Overview
Run Postgres on a managed provider until you have a concrete reason not to. The provider handles backups, patching, replication, and pager duty; you handle schema and queries. This page covers production decisions downstream of postgres: hosting, backups, PITR, failover, pooling, replicas, secrets, and observability.
Default to a managed provider
Pick from Neon, Supabase, AWS RDS or Aurora, Google Cloud SQL, or Crunchy Bridge. Each ships automated backups, minor-version patching, monitoring, and a one-click read replica.
- Neon: branchable Postgres with separated storage and compute. Good for preview environments.
- Supabase: Postgres plus auth, storage, edge functions. Good when the app needs more than the database.
- RDS or Cloud SQL: boring, durable, expensive at the high end. Pick when you already live in AWS or GCP.
Self-host only when the managed bill is provably worse at scale, residency laws pin you to a region no provider serves, or you need an extension the provider blocks. See hostinger-vps for the hardening baseline.
Backups are useless until you have restored one
A backup you have not restored is a hope. Run a full restore drill quarterly and after any backup config change.
# Nightly logical dump, parallel, custom format
pg_dump --jobs=4 --format=directory --file=/backups/app-$(date +%F) app_prod
# Restore drill: into a scratch instance, end-to-end timed
pg_restore --jobs=4 --dbname=app_restore /backups/app-2026-05-14Push dumps off-box with restic or the provider’s snapshot tooling; see hostinger-vps. Keep seven daily, four weekly, and twelve monthly snapshots. The runbook records wall-clock time to first query after restore.
Layer WAL archiving for point-in-time recovery
Logical dumps give you a daily RPO. Pair them with continuous WAL archiving when you need minutes.
- Managed providers ship PITR by default. Confirm the retention window (Neon: 7 to 30 days; RDS: up to 35) and the latest restorable timestamp.
- Self-hosted: configure
archive_commandto ship WAL segments to S3.pgBackRestorwal-gwrap this with retention, encryption, and parallel restore.
RPO is the WAL archive interval, typically under a minute.
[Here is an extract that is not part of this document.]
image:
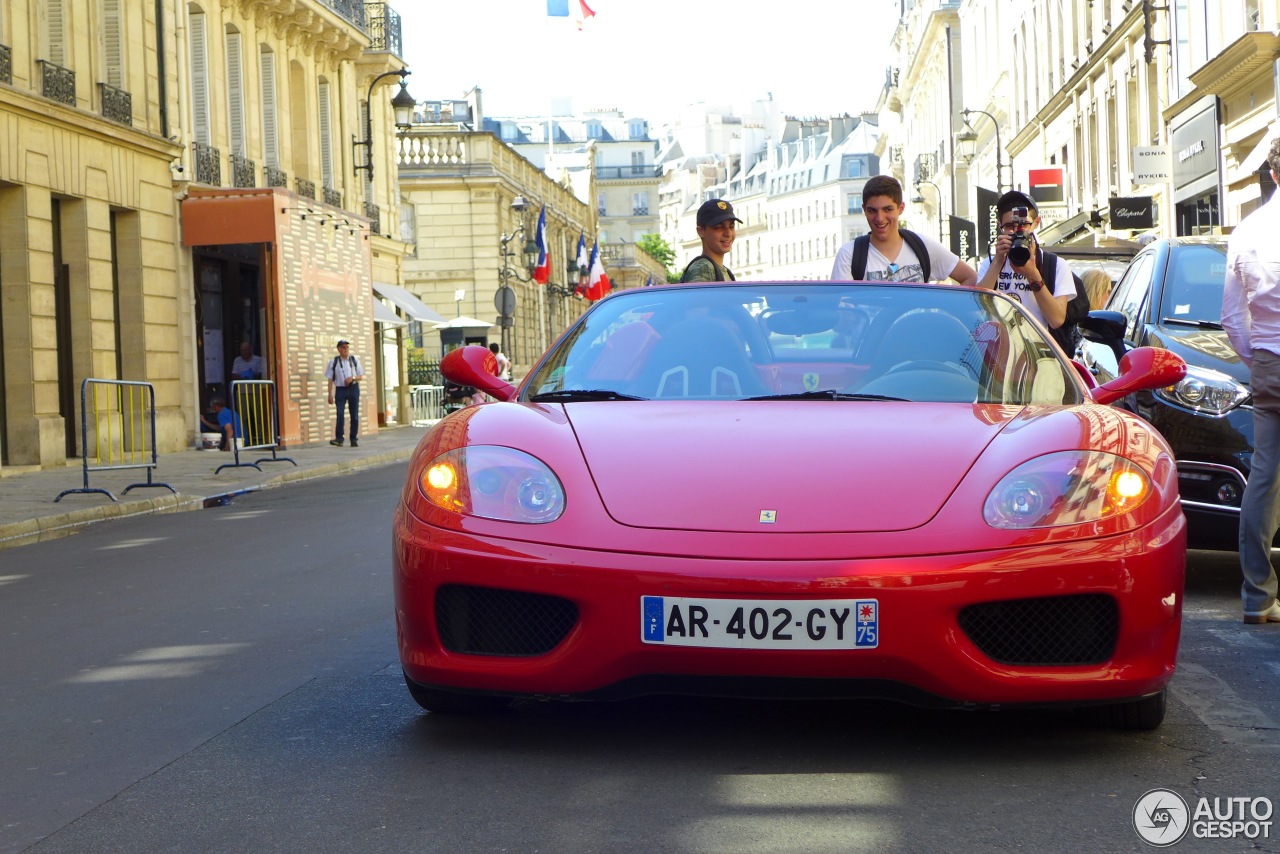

RTO is dominated by replay since the last base backup; size that against your incident budget.
Drill the failover before the incident
A failover playbook exists when someone has timed it end to end. Run the drill quarterly.
- Managed: trigger the provider’s failover button. Time endpoint propagation, pool reconvergence, app reconnect.
- Self-hosted: promote a replica with
pg_ctl promoteor Patroni; update the connection string at the pool.
Write the steps, the expected duration, and the rollback path. The playbook lives next to the runbook.
Pool connections, do not multiply them
Postgres is one process per connection. A hundred app workers each holding ten connections starves the server. Use PgBouncer in transaction mode for any service with more than a few workers; Supabase and Neon ship their own pooler. See pooling rules in postgres, Prisma flags in prisma, and the rollout discipline in migrations.
Read replicas are for read scale, not safety
A replica that lags by ten seconds is not a backup. Use replicas to offload read-heavy queries (reporting, search indexing) and to keep a failover candidate warm. Do not point the nightly backup job at a replica; back up from primary or a dedicated backup-only node. See postgres-replication for the streaming-vs-logical trade-offs.
Rotate secrets out of plain env vars
Never store the production database URL in a .env committed to history. Use a secret manager (AWS Secrets Manager, GCP Secret Manager, Doppler, 1Password) and rotate on a schedule. Prefer short-lived IAM credentials where supported (RDS IAM auth, Cloud SQL IAM). fastapi and other clients read the URL from the store at startup, not from disk.
Wire observability before you need it
Three signals catch most production pain.
pg_stat_statements: enable inshared_preload_libraries; review top time-consumers weekly. Feed it into postgres-explain for the plan-level read, and into postgres-indexes for the index decisions.- Slow query log: log statements over 250 ms. Ship to the same log pipeline as the app.
- Autovacuum: alert on
n_dead_tupratios andlast_autovacuumage for hot tables. Bloat is the slowest, most preventable production decay. See postgres-vacuum for the per-table tuning.
Pair with host metrics from hostinger-vps (CPU, memory, disk, IO wait) and app-side traces and SLOs from observability. Alert on disk above 80 percent and replication lag above the RPO target.